L’Institut royal Elcano d’études stratégiques, dont le président d’honneur est le Roi Felipe VI, épingle le rôle de l’Algérie dans la nouvelle crise migratoire. Dans un article paru ce mercredi sur son site officiel, sous la signature de Carmen González Enríquez, analyste senior, Elcano pointe « la nature politique » de la crise de l’Algérie avec l’Espagne, « motivée par un événement sans rapport avec la migration, dans lequel elle est utilisée comme arme de pression ».
« L’Espagne doit recourir aux instances européennes pour que cet élément, la relation migratoire, soit intégré dans la réponse européenne à la rupture algérienne de ses accords avec l’Union », recommande l’Institut Elcano. « Il ne s’agit pas ici seulement ou en premier lieu de solidarité avec l’Espagne, mais de défense des intérêts européens », précise l’Institut.
L’Algérie est mue par une volonté de « nuire au Maroc »
« La quasi-totalité de l’immigration clandestine subsaharienne qui arrive au Maroc pour se rendre en Espagne le fait en passant d’abord par le sud de l’Algérie », indique Elcano, en faisant référence au Rapport 2021 de la Commission espagnole d’aide aux réfugiés (CEAR). « Les autorités algériennes n’ont aucun intérêt à lutter contre ce trafic, d’une part parce qu’il ne gêne pas les États africains d’où proviennent les migrants, et d’autre part parce que ce trafic nuit au Maroc », explique l’Institut.
Contrairement à ses voisins le Maroc, la Tunisie ou la Libye, « l’Algérie a jusqu’à présent été peu ou pas du tout sensible aux pressions des politiques migratoires de l’UE. Elle n’a signé aucun accord migratoire avec l’UE et n’est pas intéressée par une coopération visant à réduire l’immigration irrégulière qui traverse son territoire vers l’Espagne », relève la même source.
L’Algérie veut punir l’Espagne pour sa nouvelle position sur le Sahara
« L’Algérie a cessé de collaborer à la suite du changement de position du gouvernement espagnol concernant le Sahara occidental. Dans le contexte de la faillite des relations entre les deux pays, l’Algérie a cessé d’accepter les retours d’immigrants irréguliers d’Espagne et a ainsi ouvert le robinet d’une croissance incontrôlée de la migration. Le risque n’est pas seulement une augmentation substantielle des flux d’immigration algérienne, mais aussi une reconfiguration des routes migratoires subsahariennes qui entrent désormais au Maroc via le sud de l’Algérie », alerte Elcano.

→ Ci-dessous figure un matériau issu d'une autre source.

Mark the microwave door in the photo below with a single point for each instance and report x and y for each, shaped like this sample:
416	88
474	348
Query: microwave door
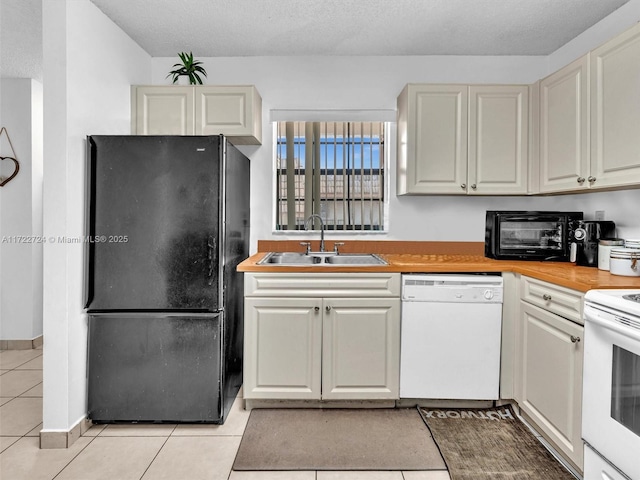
530	236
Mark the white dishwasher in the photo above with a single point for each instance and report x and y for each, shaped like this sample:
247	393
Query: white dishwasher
450	342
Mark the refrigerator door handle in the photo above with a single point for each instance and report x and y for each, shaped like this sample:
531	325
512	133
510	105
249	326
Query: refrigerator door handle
211	249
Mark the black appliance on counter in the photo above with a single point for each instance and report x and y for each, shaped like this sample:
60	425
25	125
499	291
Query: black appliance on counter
522	235
585	237
168	222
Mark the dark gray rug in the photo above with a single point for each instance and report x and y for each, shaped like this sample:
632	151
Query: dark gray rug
490	444
337	439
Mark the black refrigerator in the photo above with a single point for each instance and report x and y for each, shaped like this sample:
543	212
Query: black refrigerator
167	224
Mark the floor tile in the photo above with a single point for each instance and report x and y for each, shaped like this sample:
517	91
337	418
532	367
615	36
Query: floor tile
35	364
137	430
19	416
122	458
24	460
35	432
427	475
94	430
6	442
234	424
359	475
283	475
194	458
10	359
18	382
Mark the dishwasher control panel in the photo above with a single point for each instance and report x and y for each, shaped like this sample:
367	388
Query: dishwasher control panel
452	288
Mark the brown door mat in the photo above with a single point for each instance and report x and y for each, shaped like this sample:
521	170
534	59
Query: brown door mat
490	444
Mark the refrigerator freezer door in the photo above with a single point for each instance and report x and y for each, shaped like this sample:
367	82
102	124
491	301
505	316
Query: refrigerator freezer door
154	368
154	223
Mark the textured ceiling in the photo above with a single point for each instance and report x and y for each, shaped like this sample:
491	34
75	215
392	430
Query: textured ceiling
213	28
21	39
354	27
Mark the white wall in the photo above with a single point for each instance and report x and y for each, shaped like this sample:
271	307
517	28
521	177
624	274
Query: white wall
621	19
21	211
89	65
374	83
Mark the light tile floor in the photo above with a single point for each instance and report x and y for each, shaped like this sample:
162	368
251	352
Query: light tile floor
123	452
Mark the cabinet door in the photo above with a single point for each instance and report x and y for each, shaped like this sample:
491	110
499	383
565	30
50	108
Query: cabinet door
163	110
432	140
564	129
551	377
234	111
282	348
361	348
498	139
615	111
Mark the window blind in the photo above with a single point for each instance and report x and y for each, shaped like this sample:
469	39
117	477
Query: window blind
333	169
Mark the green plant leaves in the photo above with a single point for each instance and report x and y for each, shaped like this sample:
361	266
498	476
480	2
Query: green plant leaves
189	67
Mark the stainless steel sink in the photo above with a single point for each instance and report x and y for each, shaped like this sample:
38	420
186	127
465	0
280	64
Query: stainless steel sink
289	258
321	258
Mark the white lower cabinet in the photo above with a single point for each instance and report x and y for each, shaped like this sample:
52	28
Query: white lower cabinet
549	373
321	348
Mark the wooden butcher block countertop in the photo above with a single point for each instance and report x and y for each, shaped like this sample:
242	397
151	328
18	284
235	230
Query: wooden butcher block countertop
442	257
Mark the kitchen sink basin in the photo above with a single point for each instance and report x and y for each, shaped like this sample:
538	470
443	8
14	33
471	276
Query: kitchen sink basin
355	259
289	258
321	258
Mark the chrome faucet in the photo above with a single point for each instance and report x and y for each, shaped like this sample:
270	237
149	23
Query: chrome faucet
306	227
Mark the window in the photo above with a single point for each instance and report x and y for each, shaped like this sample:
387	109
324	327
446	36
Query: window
334	169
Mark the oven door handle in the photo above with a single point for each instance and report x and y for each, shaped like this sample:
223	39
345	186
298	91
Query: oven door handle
616	323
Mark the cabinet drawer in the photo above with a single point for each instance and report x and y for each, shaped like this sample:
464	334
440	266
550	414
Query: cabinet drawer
559	300
322	284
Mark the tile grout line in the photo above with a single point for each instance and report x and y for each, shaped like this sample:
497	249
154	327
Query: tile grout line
158	452
74	457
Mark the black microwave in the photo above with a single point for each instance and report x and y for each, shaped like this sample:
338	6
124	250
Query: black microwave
512	235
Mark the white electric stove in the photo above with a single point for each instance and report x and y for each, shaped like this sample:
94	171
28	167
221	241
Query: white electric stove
611	385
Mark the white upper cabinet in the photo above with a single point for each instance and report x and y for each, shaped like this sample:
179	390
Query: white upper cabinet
456	139
498	139
564	128
234	111
615	111
432	139
162	110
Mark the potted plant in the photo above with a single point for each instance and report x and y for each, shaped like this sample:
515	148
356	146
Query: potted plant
188	68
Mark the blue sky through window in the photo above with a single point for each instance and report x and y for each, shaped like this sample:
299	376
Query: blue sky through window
332	152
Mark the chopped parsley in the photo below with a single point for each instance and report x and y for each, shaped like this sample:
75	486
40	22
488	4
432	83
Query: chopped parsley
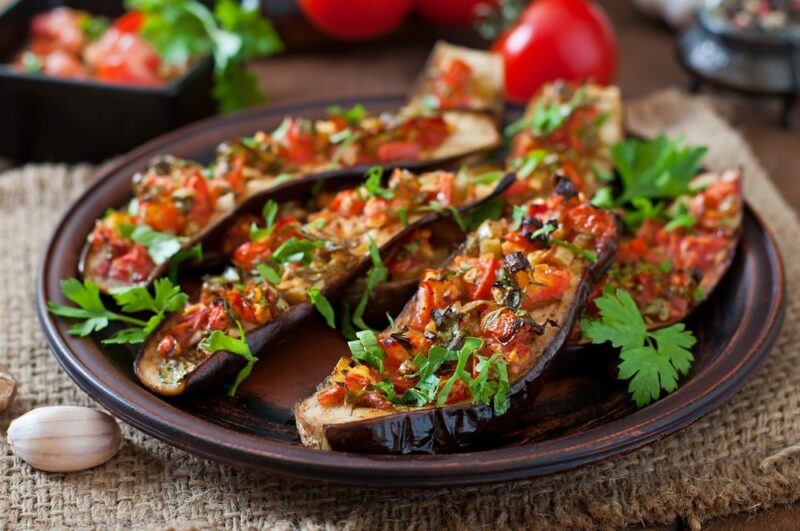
94	316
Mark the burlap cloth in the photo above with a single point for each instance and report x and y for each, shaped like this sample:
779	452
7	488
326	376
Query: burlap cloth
740	457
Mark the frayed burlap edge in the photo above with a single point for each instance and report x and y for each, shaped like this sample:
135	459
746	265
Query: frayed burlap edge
740	457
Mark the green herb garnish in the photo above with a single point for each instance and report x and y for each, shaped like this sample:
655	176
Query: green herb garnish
652	361
218	340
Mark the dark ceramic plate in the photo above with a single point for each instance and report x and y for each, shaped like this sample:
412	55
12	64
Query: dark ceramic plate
582	416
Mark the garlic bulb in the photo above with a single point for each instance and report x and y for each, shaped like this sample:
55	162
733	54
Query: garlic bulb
64	438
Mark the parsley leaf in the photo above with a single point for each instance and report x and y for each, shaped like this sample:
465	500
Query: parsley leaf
268	274
233	35
167	297
218	341
322	305
352	116
161	246
296	250
652	361
194	253
366	350
377	274
269	212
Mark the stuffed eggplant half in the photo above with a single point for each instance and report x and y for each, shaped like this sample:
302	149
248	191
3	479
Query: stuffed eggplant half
176	202
670	267
458	78
293	261
466	355
567	129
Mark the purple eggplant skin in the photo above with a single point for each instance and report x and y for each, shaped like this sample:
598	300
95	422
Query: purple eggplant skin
353	175
217	368
457	428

« Ces dernières années, il y a eu une augmentation continue des arrivées irrégulières d’Algériens via la Méditerranée vers les côtes espagnoles, dépassant le nombre de Marocains. Plus précisément, selon les données publiées par Frontex, en 2021 et jusqu’à présent en 2022, 13 000 Algériens et 6 000 Marocains sont arrivés par cette route méditerranéenne vers l’Espagne (…) Cette immigration comprend de plus en plus de femmes et d’enfants – par rapport aux groupes traditionnellement composés de jeunes hommes – et utilise l’Espagne essentiellement comme pays de transit vers la France et l’Europe centrale et septentrionale (notamment vers l’Allemagne, la Suisse, les Pays-Bas et Irlande) », constate l’institut espagnol.
Fondé en 2001, l’Institut royal Elcano sert de forum d’analyse et de débat sur l’actualité internationale et les relations extérieures de l’Espagne. Son conseil d’orientation comprend notamment les ministres espagnols des Affaires étrangères, de la Défense, de l’Éducation, de la Culture et de l’Économie. Son conseil d’administration est composé d’anciens présidents du gouvernement espagnol et les représentants de plusieurs sociétés multinationales espagnoles.